De cantate Lagrimie mie begint met een kreet van verdriet en mengt daarna tranen en zang in een welsprekend chromatisch geheel waarin af en toe melismata de betekenis van de belangrijkste woorden onderstrepen. Niet alle liederen zijn melancholiek: het geestige La sol fi mi re do is bepaald frivool terwijl duidelijk wordt gewezen op een verband tussen zingen en prostitutie.

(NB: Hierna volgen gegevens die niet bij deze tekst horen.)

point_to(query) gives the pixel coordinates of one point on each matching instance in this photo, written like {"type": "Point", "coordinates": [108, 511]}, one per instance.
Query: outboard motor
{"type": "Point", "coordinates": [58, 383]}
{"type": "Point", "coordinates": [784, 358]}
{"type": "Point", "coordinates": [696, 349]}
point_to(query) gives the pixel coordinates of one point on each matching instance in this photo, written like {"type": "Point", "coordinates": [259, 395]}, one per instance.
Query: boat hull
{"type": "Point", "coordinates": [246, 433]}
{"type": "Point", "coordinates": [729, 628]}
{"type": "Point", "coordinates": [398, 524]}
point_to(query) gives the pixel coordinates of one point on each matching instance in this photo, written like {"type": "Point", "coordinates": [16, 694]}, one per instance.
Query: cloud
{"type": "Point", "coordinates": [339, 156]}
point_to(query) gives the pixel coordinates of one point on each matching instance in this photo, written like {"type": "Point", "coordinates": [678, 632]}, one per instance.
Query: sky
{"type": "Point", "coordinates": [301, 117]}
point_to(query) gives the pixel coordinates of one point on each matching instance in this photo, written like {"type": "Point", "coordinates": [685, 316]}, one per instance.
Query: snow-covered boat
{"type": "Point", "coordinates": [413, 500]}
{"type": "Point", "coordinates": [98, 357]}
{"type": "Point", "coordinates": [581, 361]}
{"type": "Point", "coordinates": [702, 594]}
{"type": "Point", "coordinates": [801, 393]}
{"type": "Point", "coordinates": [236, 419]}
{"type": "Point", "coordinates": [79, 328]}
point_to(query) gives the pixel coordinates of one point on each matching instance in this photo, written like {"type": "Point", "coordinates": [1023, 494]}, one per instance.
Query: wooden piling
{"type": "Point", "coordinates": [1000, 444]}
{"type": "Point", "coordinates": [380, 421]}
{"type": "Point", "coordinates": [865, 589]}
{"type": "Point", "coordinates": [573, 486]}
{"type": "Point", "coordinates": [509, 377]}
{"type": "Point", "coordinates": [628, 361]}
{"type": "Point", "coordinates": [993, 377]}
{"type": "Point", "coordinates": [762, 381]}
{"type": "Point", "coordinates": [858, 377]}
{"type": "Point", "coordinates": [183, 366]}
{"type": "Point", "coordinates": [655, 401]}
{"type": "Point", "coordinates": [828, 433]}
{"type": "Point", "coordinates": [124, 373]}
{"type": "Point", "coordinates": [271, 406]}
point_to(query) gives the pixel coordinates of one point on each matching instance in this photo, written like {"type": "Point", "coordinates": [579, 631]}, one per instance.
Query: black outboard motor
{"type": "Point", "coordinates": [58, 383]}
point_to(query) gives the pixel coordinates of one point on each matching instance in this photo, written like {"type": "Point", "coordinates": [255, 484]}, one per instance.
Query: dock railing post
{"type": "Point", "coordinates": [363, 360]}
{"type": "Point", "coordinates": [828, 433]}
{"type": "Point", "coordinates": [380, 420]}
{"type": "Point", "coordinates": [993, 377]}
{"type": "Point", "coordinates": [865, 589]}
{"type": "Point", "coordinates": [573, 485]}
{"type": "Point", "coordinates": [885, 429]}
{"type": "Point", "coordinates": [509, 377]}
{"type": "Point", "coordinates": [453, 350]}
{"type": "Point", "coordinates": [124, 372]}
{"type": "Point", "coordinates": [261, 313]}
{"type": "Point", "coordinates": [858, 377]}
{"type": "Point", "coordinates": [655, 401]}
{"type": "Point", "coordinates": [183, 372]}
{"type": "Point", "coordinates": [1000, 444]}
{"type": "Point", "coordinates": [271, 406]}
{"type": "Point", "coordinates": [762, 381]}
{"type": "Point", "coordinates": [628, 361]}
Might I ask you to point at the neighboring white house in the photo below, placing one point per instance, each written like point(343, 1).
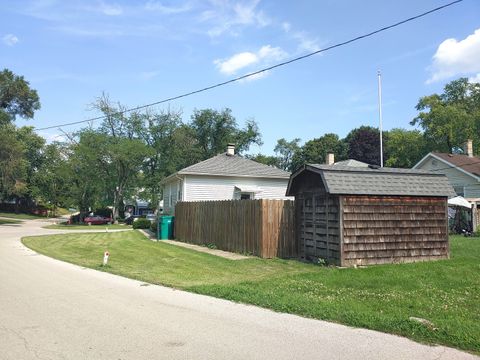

Strozzi’s regieuze stukken, meestal motetten over de maagd Maria, werden in 1655 als Sacri musicali affetti gepubliceerd en zijn opgedragen aan Anna van Oostenrijk, de aartshertogin van Innsbruck.

Deze stukken zijn formeler en ingetogener dan de seculiere werken, maar in essentie gelijk omdat de teksten op zo persoonlijke, soms haast extatische manier zijn verwerkt. Hoogtepunten zijn Erat Petrus waarin Strozzi twee stemmen gebruikt om de bijbelgeschiedenis van Petrus’ ontslag uit de gevangenis beter te illustreren en het lyrische motet Mater Ana, een lofzang op de moeder van Maria die een dromerige, meditatieve inslag heeft.

Beide zangeressen Kiehr en Bott weten met veel stijlgevoel een juist evenwicht te vinden tussen de mengeling van formaliteit en bijna improviserende flair. De begeleidingen vullen dat prachtig aan.